# Hermit Crabs...no name :/



## sbrit94 (Aug 1, 2013)

I decided to post pics of my hermits when I got them but never got around to do so until now. 

I have two hermits (bought from a beach shop:/ cuz I couldn't find them anywhere else) who have not been given an official name. 

Does anyone else have any? Share your stories and pics here!!!


----------



## peacock (Jan 30, 2014)

What do they eat and do they need a humidifier?


----------



## tromboneplaya (Jul 7, 2010)

I don't have any, but I've always thought they were really cute! Yours are adorable!


----------



## sbrit94 (Aug 1, 2013)

if you can't keep the heat up with a heat pad and keep their tank moist then yes you need a humidifier.


----------



## sbrit94 (Aug 1, 2013)

Hey guys, question to those more experienced with hermies. Can they get depressed? Are they more active in habitats they like better?


----------



## countyrd419 (Apr 6, 2013)

Good evening sbrit94 and welcome to our forum from a fellow Floridian. I live in Oviedo, FL which is a suburb of Orlando. Don't know what part of the state you are from. Just to let you know that this site deals almost anything about betta fish care.

Petsmart has a lot of hermit crab care kits and anything else you might need.

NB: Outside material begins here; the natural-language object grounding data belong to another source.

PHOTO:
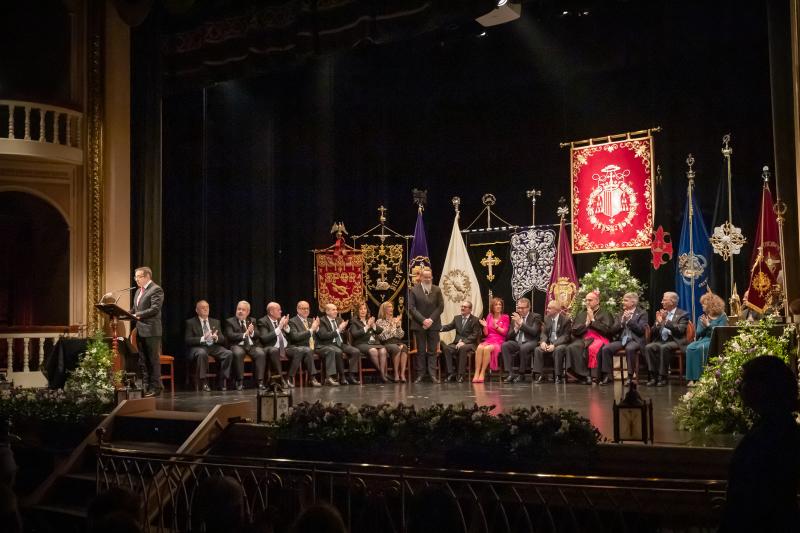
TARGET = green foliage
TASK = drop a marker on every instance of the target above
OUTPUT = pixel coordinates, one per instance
(93, 379)
(528, 432)
(714, 405)
(612, 278)
(23, 405)
(89, 391)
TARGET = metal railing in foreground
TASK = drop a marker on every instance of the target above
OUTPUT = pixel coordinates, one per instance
(375, 498)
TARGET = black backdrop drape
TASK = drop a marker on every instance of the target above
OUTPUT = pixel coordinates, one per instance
(256, 170)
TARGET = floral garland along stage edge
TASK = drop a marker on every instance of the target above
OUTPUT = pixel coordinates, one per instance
(612, 278)
(526, 432)
(89, 392)
(714, 406)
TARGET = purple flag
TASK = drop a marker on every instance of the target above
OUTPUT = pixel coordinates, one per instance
(418, 257)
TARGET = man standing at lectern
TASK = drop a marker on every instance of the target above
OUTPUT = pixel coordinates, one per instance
(147, 302)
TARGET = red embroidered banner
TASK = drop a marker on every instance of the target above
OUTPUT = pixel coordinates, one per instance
(340, 277)
(612, 196)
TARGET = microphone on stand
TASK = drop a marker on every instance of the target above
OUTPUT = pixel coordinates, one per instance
(111, 293)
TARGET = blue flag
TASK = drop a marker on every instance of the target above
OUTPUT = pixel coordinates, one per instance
(418, 256)
(693, 264)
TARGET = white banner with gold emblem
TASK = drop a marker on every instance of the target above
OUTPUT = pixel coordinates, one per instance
(458, 282)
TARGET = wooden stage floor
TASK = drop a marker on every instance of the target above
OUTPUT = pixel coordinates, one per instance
(593, 402)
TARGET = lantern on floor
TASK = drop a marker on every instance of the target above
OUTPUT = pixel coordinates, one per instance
(273, 403)
(130, 391)
(633, 418)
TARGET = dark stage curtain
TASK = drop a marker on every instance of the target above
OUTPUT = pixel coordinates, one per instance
(256, 170)
(207, 43)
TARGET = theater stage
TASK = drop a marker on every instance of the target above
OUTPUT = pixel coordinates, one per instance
(593, 402)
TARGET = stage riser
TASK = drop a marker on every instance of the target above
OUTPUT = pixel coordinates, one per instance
(624, 460)
(152, 430)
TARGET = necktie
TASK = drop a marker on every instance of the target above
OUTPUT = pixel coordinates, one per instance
(311, 338)
(625, 336)
(281, 340)
(664, 331)
(205, 331)
(247, 340)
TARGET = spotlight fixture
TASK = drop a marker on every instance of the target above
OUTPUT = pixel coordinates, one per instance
(505, 11)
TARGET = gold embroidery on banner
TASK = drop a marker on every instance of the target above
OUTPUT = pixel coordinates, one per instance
(642, 149)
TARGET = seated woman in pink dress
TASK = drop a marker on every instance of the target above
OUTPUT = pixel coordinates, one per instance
(495, 328)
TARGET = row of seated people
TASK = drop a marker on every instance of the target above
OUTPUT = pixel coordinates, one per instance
(586, 344)
(276, 337)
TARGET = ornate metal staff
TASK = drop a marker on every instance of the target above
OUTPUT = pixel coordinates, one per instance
(689, 192)
(780, 211)
(727, 239)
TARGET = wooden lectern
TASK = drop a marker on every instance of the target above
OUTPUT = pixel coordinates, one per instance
(116, 313)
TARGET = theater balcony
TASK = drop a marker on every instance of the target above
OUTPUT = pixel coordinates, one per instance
(41, 132)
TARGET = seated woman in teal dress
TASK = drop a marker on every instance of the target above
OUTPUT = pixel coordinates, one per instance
(697, 351)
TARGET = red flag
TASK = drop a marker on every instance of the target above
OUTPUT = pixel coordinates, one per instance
(661, 247)
(563, 281)
(766, 258)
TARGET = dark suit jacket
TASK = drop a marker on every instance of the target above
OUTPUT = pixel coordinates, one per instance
(637, 325)
(326, 335)
(421, 307)
(193, 332)
(266, 333)
(531, 326)
(678, 325)
(149, 310)
(563, 330)
(298, 334)
(359, 334)
(469, 333)
(603, 323)
(234, 333)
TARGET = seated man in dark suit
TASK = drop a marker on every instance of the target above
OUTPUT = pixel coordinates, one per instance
(554, 340)
(203, 338)
(468, 329)
(521, 339)
(302, 331)
(669, 334)
(629, 328)
(332, 346)
(242, 336)
(273, 339)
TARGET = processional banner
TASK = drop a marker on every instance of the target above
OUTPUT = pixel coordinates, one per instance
(612, 195)
(490, 254)
(533, 253)
(340, 277)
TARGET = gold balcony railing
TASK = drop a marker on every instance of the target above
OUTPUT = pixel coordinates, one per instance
(41, 131)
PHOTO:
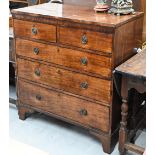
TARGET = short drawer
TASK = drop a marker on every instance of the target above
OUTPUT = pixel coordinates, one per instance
(86, 39)
(81, 61)
(35, 30)
(76, 109)
(76, 83)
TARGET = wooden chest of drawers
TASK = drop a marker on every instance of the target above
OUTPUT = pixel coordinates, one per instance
(65, 60)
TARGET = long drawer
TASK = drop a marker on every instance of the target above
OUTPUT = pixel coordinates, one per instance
(35, 30)
(86, 39)
(81, 111)
(81, 61)
(76, 83)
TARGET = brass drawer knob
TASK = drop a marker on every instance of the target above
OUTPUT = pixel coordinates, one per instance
(84, 61)
(84, 85)
(34, 30)
(83, 112)
(37, 72)
(36, 51)
(38, 97)
(84, 39)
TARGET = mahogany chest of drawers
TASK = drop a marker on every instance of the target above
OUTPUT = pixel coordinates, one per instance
(65, 56)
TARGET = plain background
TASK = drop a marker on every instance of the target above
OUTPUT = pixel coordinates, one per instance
(4, 77)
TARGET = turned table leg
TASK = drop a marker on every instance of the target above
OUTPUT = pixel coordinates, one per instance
(123, 127)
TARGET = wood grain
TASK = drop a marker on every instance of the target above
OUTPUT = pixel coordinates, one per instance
(65, 106)
(70, 58)
(98, 89)
(96, 41)
(135, 66)
(24, 29)
(80, 14)
(127, 37)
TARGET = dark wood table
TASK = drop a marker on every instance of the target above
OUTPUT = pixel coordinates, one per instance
(133, 75)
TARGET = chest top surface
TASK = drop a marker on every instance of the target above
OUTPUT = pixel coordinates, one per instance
(80, 14)
(136, 66)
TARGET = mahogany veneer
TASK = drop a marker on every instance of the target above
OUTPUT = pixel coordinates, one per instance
(65, 56)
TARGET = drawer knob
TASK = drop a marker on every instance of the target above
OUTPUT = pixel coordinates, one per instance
(84, 85)
(36, 51)
(84, 61)
(34, 30)
(84, 39)
(38, 97)
(37, 72)
(83, 112)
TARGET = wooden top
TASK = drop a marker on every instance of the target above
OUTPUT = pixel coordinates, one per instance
(135, 66)
(80, 14)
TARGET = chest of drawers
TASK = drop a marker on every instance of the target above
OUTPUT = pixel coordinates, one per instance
(65, 56)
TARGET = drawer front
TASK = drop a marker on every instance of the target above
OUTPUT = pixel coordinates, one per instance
(11, 50)
(86, 39)
(81, 111)
(82, 61)
(75, 83)
(35, 30)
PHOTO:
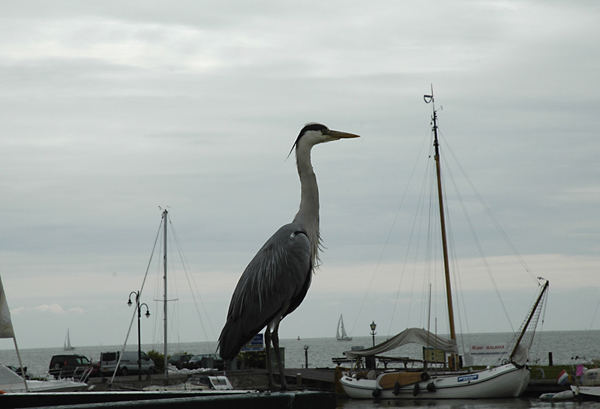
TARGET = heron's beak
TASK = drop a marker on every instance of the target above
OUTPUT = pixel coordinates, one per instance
(340, 135)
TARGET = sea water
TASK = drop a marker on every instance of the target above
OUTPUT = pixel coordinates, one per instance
(567, 348)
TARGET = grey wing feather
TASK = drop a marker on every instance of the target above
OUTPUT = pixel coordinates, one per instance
(278, 277)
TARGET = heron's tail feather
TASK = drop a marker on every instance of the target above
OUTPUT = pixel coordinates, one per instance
(232, 338)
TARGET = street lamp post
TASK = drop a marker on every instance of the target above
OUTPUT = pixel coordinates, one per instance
(138, 306)
(373, 326)
(306, 356)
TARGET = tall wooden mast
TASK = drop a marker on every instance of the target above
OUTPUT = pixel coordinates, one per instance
(165, 218)
(429, 99)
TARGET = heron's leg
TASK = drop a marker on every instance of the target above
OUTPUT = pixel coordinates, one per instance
(268, 357)
(275, 339)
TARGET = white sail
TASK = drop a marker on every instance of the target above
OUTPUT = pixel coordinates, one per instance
(341, 334)
(68, 346)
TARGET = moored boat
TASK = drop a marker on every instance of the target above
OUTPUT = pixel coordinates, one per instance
(504, 381)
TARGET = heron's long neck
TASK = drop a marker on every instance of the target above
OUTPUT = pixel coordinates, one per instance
(308, 214)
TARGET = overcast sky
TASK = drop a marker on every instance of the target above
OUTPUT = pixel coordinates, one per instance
(111, 109)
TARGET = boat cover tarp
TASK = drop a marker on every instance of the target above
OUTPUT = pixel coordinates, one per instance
(408, 336)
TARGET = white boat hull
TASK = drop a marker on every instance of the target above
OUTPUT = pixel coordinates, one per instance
(586, 391)
(506, 381)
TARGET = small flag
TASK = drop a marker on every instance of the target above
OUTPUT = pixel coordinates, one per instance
(563, 378)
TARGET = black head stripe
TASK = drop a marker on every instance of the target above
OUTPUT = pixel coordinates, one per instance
(313, 126)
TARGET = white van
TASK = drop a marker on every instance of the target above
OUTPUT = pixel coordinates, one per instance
(128, 364)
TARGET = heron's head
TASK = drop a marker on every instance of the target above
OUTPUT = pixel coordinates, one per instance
(314, 133)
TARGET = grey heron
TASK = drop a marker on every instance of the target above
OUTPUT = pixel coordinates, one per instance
(277, 279)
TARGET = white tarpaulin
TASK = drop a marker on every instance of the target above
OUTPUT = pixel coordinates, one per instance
(408, 336)
(6, 330)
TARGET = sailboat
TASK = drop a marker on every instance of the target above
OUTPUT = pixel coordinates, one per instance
(341, 334)
(10, 381)
(504, 381)
(67, 345)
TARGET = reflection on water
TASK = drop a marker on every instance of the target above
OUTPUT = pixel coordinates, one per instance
(463, 404)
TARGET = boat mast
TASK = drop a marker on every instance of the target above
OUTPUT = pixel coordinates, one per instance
(164, 215)
(529, 318)
(428, 99)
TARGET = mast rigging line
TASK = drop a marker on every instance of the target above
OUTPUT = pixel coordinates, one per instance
(387, 240)
(134, 314)
(488, 211)
(192, 285)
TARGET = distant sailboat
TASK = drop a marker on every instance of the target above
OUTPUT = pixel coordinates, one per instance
(68, 346)
(341, 331)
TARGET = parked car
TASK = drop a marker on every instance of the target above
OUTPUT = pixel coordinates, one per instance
(127, 365)
(69, 365)
(180, 359)
(205, 361)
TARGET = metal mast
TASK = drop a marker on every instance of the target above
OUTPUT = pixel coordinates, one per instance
(164, 215)
(429, 99)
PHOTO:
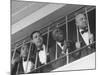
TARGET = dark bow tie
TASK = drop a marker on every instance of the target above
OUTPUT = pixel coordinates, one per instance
(62, 44)
(84, 30)
(40, 49)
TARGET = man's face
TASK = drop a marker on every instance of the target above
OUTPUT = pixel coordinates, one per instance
(58, 35)
(24, 51)
(81, 21)
(37, 39)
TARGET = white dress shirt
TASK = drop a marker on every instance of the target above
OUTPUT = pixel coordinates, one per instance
(85, 37)
(42, 55)
(29, 67)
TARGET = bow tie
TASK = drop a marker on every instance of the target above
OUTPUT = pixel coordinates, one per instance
(40, 49)
(25, 59)
(84, 30)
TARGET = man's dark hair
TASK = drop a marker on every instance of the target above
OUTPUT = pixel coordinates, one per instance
(31, 36)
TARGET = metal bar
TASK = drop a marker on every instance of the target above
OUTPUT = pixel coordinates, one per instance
(28, 57)
(64, 56)
(67, 39)
(60, 18)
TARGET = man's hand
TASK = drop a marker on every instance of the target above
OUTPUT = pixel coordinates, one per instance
(78, 45)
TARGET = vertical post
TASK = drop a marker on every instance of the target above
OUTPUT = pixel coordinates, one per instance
(28, 57)
(56, 46)
(87, 20)
(47, 41)
(77, 33)
(14, 53)
(67, 40)
(56, 51)
(19, 57)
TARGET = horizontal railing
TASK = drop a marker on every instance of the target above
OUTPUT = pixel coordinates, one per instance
(64, 56)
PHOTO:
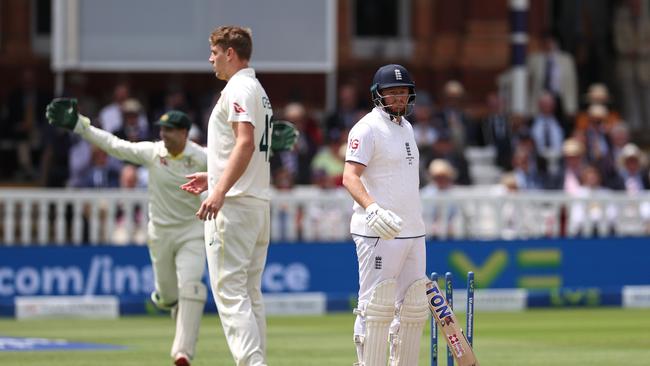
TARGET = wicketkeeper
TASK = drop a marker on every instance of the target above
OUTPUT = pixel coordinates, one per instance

I too used to have pet hermit crabs when I was younger. I enjoyed them too.
Here is a better web-site to answer all of your questions
http://www.hermit-crabs.com/care.html


----------



## BettaLover1999 (Jun 30, 2014)

Petsmart doesn't take good care of their hermit crabs. They are usually dead.


----------



## sbrit94 (Aug 1, 2013)

thanks for the site


----------



## Meade (Feb 15, 2013)

I used to have quite a few, you can private message me and I'll tell you everything you need to know with pictures!


----------



## Jennalyn (Jun 23, 2014)

I have a 20G long tank in my office with 8 hermies, going strong for 3 years now. They're very amusing and low-maintenance office pets once you get their environment parameters settled. I have tank heaters going and the water bowls near the heaters for humidity. They become more active later in the afternoon/evening, but there's usually at least one out at any given time. I have about half a foot of damp-ish sand substrate, so most of their time is spent burrowing. It provides them safety while molting as well.


----------



## bloo97 (Mar 6, 2010)

I'm looking to potentially get a couple hermies soon....this is cool to see. I like your 20 gal.


----------



## Kozmotis (Jul 14, 2014)

A friend of mine shared this on her facebook page, and I think that it's an excellent guide for hermit crabs. http://www.plightofthehermies.org/adopt/


----------



## Elephants (Jul 21, 2014)

I have 2 hermits in a 10 gal I have one of those bendy reptile vines that they love 
They also like certain fruits and veggies mine like apples a lot


----------